Angesichts des mächtigen Getöses, das im Vorfeld des Kinostarts um The Revenant veranstaltet wurde, waren meine Erwartungen sehr hoch. Die Sichtung verlief dann mit einem eher ernüchternden Ergebnis. Denn trotz der eigentlich guten Story, die ja angeblich auf einer wahren Begebenheit im Leben des Trappers Hugh Glass beruht, ist Iñárritus neuer Film vor allem eines: langatmig. Dabei fängt alles so gut an. Der Indianerüberfall zu Beginn ist von beachtlicher Intensität und sehr dynamisch inszeniert und auch Glass' Kampf mit dem Grizzly ist höchst spannend und wirkt erschreckend echt. Leider kann der mexikanische Starregisseur dieses Niveau nicht halten und verzettelt sich zunehmend in esoterischen Spielereien und bedeutungsschwangeren Visionen, die sich um das zentrale Motiv der Ermordung von Glass' indianischer Frau drehen, sodass man sich stellenweise fast in einem Terrence-Malick-Film wähnt. Und überhaupt: dieser ganze elende Subplot um die fehlende Akzeptanz von Glass' Mischlingssohn durch die Trapper-Gruppe, die letztlich in dessen Ermordung durch den Indianerhasser Fitzgerald mündet, ist vollkommen unnötig und erkennbar dem Bemühen geschuldet, die in Hollywood so angesagte Rassismus-Thematik im Film unterzubringen. Sowas macht sich bei der Oscar-Verleihung immer gut. Der reine Selbstzweck also, einen Mehrwert gibt dies dem Film nicht.

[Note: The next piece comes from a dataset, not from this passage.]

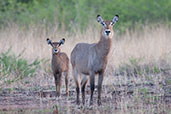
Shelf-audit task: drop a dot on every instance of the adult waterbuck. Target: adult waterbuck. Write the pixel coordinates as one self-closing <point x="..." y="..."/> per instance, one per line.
<point x="60" y="64"/>
<point x="91" y="59"/>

Und so schleppt sich das Geschehen über weite Strecken ähnlich mühsam dahin wie der verwundete Glass durch die verschneite Wildnis. Spannend ist das nur selten, zumal Überraschungen ausbleiben. Die Regenerationsfähigkeiten, die der Protagonist dabei an den Tag legt, sind erstaunlich. Kann er sich anfangs nur kriechend bewegen, springt er bald wie ein junges Reh durch die Gegend, stiehlt ein Pferd von einer Truppe französischer Trapper und vollbringt im Vorbeigehen noch eine gute Tat, indem er eine gefangen gehaltene Häuptlingstochter vor ihrem Vergewaltiger rettet. Ein echter Held eben. Zum Schluss kommt es dann zum unvermeidlichen Showdown, bei dem Iñárritu auch noch die letzten Ansätze von Logik und Realismus über Bord wirft. Dass der Kommandant des Forts sich überhaupt die Mühe macht, Fitzgerald zu verfolgen, ist angesichts des zeitlichen Rahmens, in dem die Handlung angesiedelt ist, wenig glaubwürdig. Dass er aber auch noch alleine mit dem halbtoten Glass die Verfolgung aufnimmt, statt einen Trupp Soldaten mitzunehmen, kann man sich beim besten Willen nicht vorstellen. Das Ganze ist zudem unterlegt mit einem hektischen Score, der die Nerven des Zuschauers stellenweise arg strapaziert.
Ganz so schlimm, wie sich das alles liest, ist The Revenant aber nun auch wieder nicht. Denn ungeachtet der vorstehend geschilderten Schwächen kann die erste halbe Stunde durchaus überzeugen. Zudem gibt es durchweg schöne Landschaftsaufnahmen zu sehen und nicht zuletzt mit Leonardo DiCaprio und Tom Hardy zwei starke Hauptdarsteller. Vielleicht waren meine Erwartungen einfach zu hoch, doch ich bin sicher, dass bei einer strafferen Inszenierung The Revenant ein weitaus besserer Film hätte werden können. Im direkten Vergleich mit dem tollen Birdman fällt The Revenant in jedem Fall deutlich ab.